Pour que ces « Etats généraux » se déroulent le mieux possible et constituent cette plate-forme nationale immigration – asile que nous appelons de nos vœux, nous pensons que
les réponses de chaque groupe intéressé doivent parvenir au plus tard à la mi-septembre,
que le groupe de préparation soit constitué autour de SOSF et de tous ceux et toutes celles qui se proposeront pour y participer
que les « Etats généraux » se tiennent à Berne, dans des locaux suffisamment spacieux, et sur deux jours afin de pouvoir travailler de manière efficace, sans stress inutile
que les moyens soient pris pour assurer des traductions simultanées selon le système Babel mis au point dans les Forums sociaux européens.

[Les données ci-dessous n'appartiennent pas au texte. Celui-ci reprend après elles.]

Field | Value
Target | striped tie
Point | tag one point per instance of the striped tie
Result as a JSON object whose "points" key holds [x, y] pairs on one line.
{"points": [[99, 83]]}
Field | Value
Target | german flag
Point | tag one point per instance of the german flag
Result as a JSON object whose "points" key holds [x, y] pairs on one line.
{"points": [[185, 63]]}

Lausanne, le 27 juillet 2005
Bruno Clément
Secrétaire régional comedia, le syndicat des médias
Membre collectif de la coordination asile Vaud
Annexe : texte sur l’importance des Etats généraux pour la Révolution française
Importance des Etats généraux pour la Révolution française
La convocation des Etats généraux en France en 1789 a une très grande importance dans le processus révolutionnaire. C’est le moment où le « peuple » surgit dans l’Histoire, où le Tiers Etat (par rapport aux deux autres ordres, la Noblesse et le Clergé) prend la place que sa supériorité numérique et la revendication d’égalité lui permettait de revendiquer. Bien que convoqués par le Roi, les Etats généraux conduisent à la fin de l’absolutisme, à la création de l’Assemblée nationale puis constituante, à l’abolition des privilèges et à la déclaration des Droits de l’homme et du citoyen. Les cahiers de doléance récoltés tout au long de l’année 1788 et au début 1789 montrent bien la soif d’égalité qui souffle sur la France, même si peu sont ceux qui demandent le renversement de la monarchie et l’établissement de la démocratie. La pression populaire a également joué un grand rôle dans tout ce processus, les constituants pouvant s’appuyer sur un vrai mouvement citoyen pour faire reculer le Roi et lui faire reconnaître l’Assemblée constituante. L’apparition de ce Tiers Etats sur la scène politique française inspirera plus tard la métaphore de l’apparition d’un autre acteur révolutionnaire : le Tiers monde au moment des décolonisations.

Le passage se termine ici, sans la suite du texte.